De acordo com a denúncia, 19 técnicos auxiliares de regulação médica foram ouvidos como testemunha e todos afirmaram que a determinação de não atendimento da Aldeia Indígena de Dourados foi ‘oficializada’ pelo coordenador que assumiu em 2012 e ratificada pelos seus sucessores.

Sobre a atendente do Samu de plantão no dia da morte, o MPF afirma que ela teve conduta discriminatória em relação ao atendimento de Joice Quevedo Arce. Segundo a denúncia, ela recusou propositalmente o atendimento à indígena, uma vez que acolheu determinação ilegal estabelecida pelos coordenadores gerais do Samu.

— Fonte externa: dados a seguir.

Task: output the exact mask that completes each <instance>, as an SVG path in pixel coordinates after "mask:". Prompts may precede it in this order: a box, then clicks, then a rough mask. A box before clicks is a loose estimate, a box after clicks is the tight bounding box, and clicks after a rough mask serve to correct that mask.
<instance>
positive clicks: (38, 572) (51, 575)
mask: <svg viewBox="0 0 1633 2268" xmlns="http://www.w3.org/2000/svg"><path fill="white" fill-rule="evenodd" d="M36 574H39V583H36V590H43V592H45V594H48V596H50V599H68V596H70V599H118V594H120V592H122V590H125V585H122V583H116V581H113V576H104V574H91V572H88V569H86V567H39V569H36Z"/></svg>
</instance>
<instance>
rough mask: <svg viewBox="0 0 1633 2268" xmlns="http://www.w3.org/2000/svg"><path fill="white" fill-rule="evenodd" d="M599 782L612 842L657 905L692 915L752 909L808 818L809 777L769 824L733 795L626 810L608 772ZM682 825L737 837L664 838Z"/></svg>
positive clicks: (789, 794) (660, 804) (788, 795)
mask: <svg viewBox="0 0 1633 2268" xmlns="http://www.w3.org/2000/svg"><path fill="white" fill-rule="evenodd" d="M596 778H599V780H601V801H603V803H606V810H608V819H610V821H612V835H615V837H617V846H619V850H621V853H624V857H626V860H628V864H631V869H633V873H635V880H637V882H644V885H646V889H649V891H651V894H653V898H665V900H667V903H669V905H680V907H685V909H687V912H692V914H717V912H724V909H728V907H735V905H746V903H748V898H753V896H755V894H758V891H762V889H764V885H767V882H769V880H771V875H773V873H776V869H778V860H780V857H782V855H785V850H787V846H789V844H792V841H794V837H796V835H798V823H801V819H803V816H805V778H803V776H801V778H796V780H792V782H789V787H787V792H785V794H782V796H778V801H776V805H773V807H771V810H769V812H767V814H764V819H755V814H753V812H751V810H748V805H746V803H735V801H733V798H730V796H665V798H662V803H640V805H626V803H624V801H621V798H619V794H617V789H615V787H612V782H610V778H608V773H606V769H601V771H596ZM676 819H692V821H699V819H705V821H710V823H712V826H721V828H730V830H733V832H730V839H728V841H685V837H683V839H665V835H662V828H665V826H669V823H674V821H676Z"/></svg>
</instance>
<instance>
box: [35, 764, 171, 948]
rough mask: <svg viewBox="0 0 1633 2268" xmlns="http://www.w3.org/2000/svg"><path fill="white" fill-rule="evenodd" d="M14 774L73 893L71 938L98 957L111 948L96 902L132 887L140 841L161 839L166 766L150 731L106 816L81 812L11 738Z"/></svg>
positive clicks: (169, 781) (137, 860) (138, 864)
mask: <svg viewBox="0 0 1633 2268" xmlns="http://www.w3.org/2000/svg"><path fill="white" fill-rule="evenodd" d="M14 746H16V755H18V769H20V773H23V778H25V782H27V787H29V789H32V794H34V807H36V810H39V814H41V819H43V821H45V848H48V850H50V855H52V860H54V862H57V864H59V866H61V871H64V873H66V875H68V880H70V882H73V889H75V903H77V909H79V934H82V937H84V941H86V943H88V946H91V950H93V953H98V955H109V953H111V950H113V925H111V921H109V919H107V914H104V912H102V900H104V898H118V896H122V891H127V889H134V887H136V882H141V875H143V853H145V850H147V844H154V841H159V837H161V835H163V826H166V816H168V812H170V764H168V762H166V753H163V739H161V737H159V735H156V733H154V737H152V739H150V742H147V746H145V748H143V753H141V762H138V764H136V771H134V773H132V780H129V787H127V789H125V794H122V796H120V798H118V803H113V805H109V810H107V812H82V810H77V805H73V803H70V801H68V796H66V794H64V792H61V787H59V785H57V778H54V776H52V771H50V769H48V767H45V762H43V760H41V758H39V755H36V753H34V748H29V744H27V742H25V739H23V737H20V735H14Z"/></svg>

“As escusas no que diz respeito ao acatamento de ordens de cunho hierárquico superior não merecem acolhida, uma vez que são agentes públicos e possuem o deve orientar as suas condutas nos limites e rigores da lei. Portanto, é evidente que sua conduta foi preconceituosa”, afirmou o procurador.

Para o MPF, conduta semelhante teve o sargento do Corpo de Bombeiros. “Em que pese suas alegações de que a viatura do Corpo de Bombeiros estava ‘baixada’ [estragada], é possível perceber, por meio das gravações do Samu, que havia outra viatura que prontamente poderia ter acionado”.

A denúncia ainda está sendo analisada pelo juiz da 2ª Vara Federal. Se for aceita, os cinco serão transformados em réus por racismo. O coordenador do Samu no dia da morte e os dois atendentes também passam a responder por homicídio culposo por negligência, caso o juiz acate os argumentos do MPF.